THE FINAL PRODUCT & EXPERIMENTING STRATEGIES
The R&D model when thinking about form needs to plan around experimentation in a different way; the costs of developing form is different from developing content; while book as a form is well established the cost of printing the content and testing it out in that form is not high (though the cost of the content itself could be high and also reflect a bad investment); but publishers find it difficult not to see every product as final. A book aims to be done and dusted – once published it is a fully finished perfect product – app development does not work like that. It builds upon an iterative process of beta testing and versioning. Additionally lean techniques would suggest you follow the value (as can be seen widely) and understand the customer first testing hypotheses and being ready to pivot when needed. This is counter to the principle of finishing a product and presenting it to market in a perfect fully tested form.
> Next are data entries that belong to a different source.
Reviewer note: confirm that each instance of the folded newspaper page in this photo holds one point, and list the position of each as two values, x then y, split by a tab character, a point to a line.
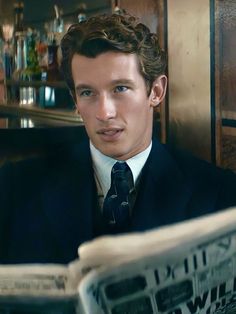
189	267
186	268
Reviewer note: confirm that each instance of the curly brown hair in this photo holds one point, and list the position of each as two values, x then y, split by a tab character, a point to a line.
121	33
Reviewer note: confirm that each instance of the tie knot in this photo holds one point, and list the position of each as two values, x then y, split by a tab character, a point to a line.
122	172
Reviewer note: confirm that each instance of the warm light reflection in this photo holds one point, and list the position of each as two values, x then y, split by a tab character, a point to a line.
26	123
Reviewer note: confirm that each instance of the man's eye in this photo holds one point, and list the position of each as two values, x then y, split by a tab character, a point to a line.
120	89
85	93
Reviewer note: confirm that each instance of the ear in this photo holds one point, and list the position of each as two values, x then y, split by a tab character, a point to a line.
158	90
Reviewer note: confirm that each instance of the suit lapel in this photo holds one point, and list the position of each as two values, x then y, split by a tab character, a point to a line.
163	191
68	199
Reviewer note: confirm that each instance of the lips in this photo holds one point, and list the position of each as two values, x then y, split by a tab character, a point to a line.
110	134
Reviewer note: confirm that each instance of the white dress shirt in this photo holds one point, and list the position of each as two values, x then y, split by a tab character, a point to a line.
103	164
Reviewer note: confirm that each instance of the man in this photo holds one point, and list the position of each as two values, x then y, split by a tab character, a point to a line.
115	70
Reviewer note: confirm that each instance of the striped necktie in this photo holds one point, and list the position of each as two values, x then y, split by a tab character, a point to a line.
116	207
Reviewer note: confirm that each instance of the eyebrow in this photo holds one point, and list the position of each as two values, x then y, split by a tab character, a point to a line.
114	82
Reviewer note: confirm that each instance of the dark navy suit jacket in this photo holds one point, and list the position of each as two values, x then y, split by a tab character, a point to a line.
48	205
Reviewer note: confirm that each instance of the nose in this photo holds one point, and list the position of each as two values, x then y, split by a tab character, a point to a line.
106	108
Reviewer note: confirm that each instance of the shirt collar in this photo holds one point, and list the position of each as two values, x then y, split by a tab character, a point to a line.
103	164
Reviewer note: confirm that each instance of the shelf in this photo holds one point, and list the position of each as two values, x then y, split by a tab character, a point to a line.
37	84
65	115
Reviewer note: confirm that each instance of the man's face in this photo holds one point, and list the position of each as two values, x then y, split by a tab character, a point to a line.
112	99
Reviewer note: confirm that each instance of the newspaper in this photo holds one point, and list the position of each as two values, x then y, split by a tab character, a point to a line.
185	268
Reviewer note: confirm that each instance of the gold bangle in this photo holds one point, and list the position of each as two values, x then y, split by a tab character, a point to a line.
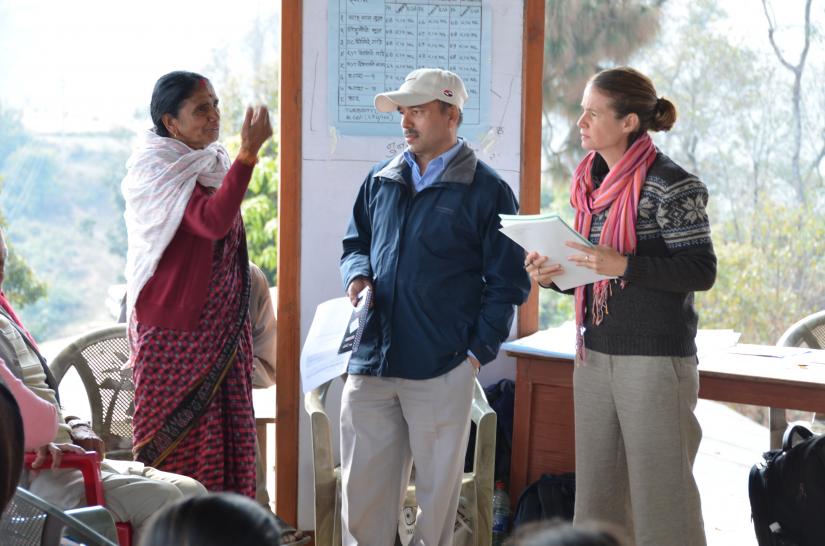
247	158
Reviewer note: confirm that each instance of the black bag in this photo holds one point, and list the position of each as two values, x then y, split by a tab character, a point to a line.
787	492
551	496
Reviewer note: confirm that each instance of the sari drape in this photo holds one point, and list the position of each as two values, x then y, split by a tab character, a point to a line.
193	389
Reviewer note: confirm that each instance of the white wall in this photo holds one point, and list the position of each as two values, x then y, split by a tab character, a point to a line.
333	167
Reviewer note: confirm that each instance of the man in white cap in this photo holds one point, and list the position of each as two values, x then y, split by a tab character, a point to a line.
424	236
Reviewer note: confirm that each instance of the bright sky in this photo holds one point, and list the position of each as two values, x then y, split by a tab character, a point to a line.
91	64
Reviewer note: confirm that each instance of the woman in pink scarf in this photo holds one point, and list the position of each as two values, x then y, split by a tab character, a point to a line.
187	276
636	381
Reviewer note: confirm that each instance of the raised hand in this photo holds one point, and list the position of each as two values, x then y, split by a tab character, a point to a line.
255	130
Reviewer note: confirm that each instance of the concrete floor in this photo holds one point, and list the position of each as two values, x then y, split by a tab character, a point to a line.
731	444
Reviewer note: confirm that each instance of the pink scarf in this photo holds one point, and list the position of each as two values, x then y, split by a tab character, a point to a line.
619	192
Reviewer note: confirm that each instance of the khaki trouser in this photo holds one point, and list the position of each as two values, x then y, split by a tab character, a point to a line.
636	441
386	424
133	492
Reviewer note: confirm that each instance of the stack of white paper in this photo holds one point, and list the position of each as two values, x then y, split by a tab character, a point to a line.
546	234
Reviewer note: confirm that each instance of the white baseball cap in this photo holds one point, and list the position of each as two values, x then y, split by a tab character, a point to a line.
422	86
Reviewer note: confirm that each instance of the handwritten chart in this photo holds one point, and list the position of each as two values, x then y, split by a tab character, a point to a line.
374	44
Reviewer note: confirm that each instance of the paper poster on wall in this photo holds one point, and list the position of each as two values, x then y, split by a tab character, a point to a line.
374	44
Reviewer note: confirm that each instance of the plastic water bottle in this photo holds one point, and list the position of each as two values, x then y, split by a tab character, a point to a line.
501	514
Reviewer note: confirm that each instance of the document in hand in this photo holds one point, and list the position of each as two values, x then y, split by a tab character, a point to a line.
325	355
546	234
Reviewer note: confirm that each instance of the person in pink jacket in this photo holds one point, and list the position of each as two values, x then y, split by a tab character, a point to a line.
39	416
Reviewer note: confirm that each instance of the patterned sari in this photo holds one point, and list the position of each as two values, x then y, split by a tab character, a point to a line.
193	389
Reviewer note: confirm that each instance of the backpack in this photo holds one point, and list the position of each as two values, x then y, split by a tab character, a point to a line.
551	496
787	492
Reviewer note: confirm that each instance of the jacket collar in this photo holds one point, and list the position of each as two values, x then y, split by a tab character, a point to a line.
461	169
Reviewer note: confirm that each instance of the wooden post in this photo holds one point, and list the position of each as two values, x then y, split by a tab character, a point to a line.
287	400
532	69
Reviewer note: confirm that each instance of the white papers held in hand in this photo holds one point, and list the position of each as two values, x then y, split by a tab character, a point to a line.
325	354
546	234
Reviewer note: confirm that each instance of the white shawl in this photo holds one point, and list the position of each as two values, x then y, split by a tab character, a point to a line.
160	178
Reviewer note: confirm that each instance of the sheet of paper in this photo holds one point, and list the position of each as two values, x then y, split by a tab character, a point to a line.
559	342
547	235
320	360
768	350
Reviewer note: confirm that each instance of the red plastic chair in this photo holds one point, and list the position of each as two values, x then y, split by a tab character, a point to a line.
89	465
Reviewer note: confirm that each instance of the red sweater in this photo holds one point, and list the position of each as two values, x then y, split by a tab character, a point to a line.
175	295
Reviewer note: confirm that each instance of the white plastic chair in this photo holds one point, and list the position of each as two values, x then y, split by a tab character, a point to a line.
808	332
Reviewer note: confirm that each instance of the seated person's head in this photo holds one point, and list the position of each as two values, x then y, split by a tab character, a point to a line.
219	519
560	533
11	446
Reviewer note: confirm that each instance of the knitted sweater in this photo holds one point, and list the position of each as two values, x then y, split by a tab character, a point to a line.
653	314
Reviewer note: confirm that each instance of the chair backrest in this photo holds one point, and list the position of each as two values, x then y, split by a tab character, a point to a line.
808	332
100	358
31	521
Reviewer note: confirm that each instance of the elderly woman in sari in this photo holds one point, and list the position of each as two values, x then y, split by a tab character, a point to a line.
188	285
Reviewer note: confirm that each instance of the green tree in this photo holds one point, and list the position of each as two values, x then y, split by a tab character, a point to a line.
20	283
581	38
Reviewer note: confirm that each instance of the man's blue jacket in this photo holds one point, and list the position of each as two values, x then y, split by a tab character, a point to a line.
446	280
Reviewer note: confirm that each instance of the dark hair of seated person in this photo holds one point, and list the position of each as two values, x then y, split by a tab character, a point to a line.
11	446
561	533
217	519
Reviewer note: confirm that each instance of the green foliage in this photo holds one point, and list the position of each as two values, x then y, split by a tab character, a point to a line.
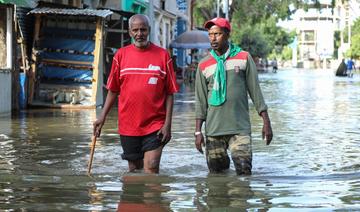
253	23
253	41
286	54
354	50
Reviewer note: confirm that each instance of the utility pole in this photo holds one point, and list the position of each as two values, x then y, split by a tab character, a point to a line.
152	20
226	9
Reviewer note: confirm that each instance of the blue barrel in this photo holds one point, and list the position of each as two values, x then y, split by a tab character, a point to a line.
22	94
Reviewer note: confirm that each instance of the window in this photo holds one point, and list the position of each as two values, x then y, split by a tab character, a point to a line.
162	4
309	35
5	38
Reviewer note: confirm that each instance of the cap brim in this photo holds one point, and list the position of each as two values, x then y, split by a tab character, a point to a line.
208	24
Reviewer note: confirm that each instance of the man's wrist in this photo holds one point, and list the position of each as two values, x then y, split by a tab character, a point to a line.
197	133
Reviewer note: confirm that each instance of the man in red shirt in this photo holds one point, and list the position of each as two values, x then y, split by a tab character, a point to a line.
142	77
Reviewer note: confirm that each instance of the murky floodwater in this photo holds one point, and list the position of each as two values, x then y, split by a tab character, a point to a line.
312	165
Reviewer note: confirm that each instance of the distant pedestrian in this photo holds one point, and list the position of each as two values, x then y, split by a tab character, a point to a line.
142	79
350	65
223	81
341	70
274	65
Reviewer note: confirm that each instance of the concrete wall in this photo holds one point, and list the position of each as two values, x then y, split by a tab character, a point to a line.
5	91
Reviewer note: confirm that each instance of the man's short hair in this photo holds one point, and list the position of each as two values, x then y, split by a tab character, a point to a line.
144	17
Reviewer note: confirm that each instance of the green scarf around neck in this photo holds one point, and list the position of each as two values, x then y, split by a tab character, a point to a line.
218	95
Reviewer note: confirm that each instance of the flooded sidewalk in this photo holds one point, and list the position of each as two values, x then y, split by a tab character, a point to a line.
312	163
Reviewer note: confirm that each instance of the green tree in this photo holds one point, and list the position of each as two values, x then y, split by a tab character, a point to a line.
253	23
354	50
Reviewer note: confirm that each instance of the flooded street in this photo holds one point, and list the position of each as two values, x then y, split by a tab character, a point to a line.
312	164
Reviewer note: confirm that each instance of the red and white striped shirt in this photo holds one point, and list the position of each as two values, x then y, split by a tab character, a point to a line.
144	78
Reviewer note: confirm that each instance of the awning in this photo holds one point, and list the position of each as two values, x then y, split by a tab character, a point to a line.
74	12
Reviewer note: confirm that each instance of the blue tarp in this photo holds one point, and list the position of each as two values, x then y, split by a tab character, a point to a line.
67	56
66	73
51	31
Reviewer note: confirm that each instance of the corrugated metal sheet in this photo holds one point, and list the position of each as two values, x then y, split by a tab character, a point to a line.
21	3
75	12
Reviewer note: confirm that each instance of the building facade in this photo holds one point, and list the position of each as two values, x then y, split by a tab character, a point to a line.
316	28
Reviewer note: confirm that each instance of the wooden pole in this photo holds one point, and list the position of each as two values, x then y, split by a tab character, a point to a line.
97	52
32	74
92	150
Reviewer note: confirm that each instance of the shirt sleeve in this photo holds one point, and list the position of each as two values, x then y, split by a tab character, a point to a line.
171	85
201	93
113	83
253	85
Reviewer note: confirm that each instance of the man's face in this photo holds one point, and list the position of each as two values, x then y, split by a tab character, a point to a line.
218	38
139	31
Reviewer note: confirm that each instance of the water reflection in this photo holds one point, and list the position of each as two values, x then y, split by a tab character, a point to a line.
144	193
221	193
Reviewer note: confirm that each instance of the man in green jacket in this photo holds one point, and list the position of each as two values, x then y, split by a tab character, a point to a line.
223	81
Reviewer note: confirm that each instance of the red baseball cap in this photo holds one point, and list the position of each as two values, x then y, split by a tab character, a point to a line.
220	22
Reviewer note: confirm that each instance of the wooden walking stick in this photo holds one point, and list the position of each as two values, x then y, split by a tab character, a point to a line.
93	142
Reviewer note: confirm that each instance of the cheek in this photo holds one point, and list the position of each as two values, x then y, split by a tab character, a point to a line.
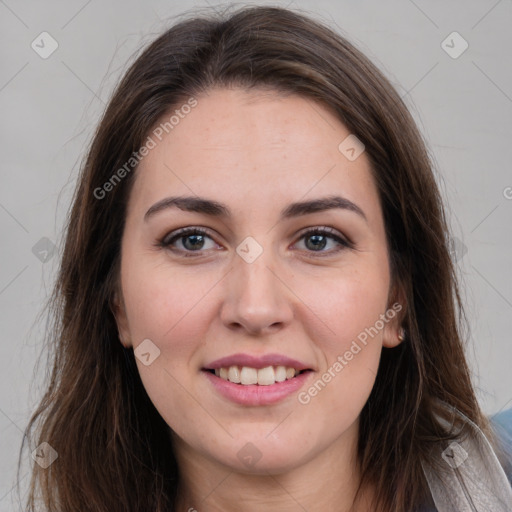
164	304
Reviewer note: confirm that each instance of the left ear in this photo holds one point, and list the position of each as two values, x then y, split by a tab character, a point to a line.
395	313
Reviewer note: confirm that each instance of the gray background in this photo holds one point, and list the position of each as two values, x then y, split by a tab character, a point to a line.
49	108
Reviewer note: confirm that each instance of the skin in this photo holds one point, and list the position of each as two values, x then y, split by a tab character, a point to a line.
257	152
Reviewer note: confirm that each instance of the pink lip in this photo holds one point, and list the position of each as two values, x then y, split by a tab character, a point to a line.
256	394
256	362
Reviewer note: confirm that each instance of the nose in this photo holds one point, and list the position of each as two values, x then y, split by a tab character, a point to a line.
257	297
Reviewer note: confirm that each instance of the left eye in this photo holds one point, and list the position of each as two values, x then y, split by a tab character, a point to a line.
192	240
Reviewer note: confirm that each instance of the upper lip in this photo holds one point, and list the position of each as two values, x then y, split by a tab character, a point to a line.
256	362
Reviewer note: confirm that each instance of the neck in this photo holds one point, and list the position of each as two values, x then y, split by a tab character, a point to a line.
328	481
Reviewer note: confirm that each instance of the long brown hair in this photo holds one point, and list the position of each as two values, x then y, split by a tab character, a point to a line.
113	449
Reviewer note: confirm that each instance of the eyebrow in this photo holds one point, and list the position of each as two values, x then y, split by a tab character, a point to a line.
216	209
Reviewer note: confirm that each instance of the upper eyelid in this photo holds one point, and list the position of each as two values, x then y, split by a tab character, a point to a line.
326	230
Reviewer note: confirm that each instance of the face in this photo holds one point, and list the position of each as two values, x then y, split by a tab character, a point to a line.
274	283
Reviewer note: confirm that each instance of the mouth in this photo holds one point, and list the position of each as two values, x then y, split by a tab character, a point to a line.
248	376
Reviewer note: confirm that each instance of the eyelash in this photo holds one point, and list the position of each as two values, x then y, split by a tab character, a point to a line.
168	240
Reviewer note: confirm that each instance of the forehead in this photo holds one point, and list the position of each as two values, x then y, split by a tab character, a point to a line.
252	148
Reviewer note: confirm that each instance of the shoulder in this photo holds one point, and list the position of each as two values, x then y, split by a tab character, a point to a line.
502	425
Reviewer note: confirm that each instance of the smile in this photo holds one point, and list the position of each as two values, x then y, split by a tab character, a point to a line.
246	376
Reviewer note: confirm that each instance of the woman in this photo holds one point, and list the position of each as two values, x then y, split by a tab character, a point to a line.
256	306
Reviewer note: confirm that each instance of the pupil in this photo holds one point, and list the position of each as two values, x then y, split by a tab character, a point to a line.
315	244
197	244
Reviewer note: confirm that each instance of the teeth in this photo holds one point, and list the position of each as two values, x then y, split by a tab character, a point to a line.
266	376
248	376
263	377
234	374
280	373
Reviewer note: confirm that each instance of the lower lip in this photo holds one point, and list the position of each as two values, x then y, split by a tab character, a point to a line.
255	394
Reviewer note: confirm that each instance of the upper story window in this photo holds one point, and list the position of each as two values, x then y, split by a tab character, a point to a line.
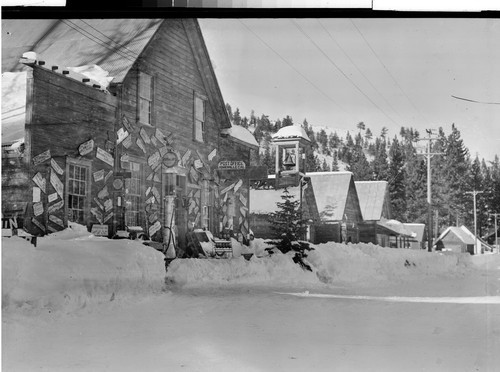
199	118
145	98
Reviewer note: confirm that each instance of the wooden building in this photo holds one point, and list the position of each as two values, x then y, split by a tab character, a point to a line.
153	149
338	207
455	239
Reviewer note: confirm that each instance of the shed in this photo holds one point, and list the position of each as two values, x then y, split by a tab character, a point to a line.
455	239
The traditional model, which has served the industry for so long, is entrenched. In general, publishers are taking into account changes that will be needed but many aspects of this model will need to change not just small sections. Publishers are aware and they are doing things about it but possibly not quite fast enough nor as comprehensively as they need to. Of course, some may say they that don’t need to be doing some of this stuff – leave proper app development to others but there are reasons why they need to be doing some of it. The market is moving and consumers are changing; competitive environments and the huge resources of global tech industries mean they will steal a march when the customers have moved on. Of course print is not dead; of course technology is enabling fantastic advances in print publishing; but publishers will need to move into the digital arena in terms of format because a lot of their market will be there – content is not going to be enough, however good publishers are at finding, forming and managing content.
Frania Hall is Senior Lecturer and Course Leader of MA Publishing at London College of Communication.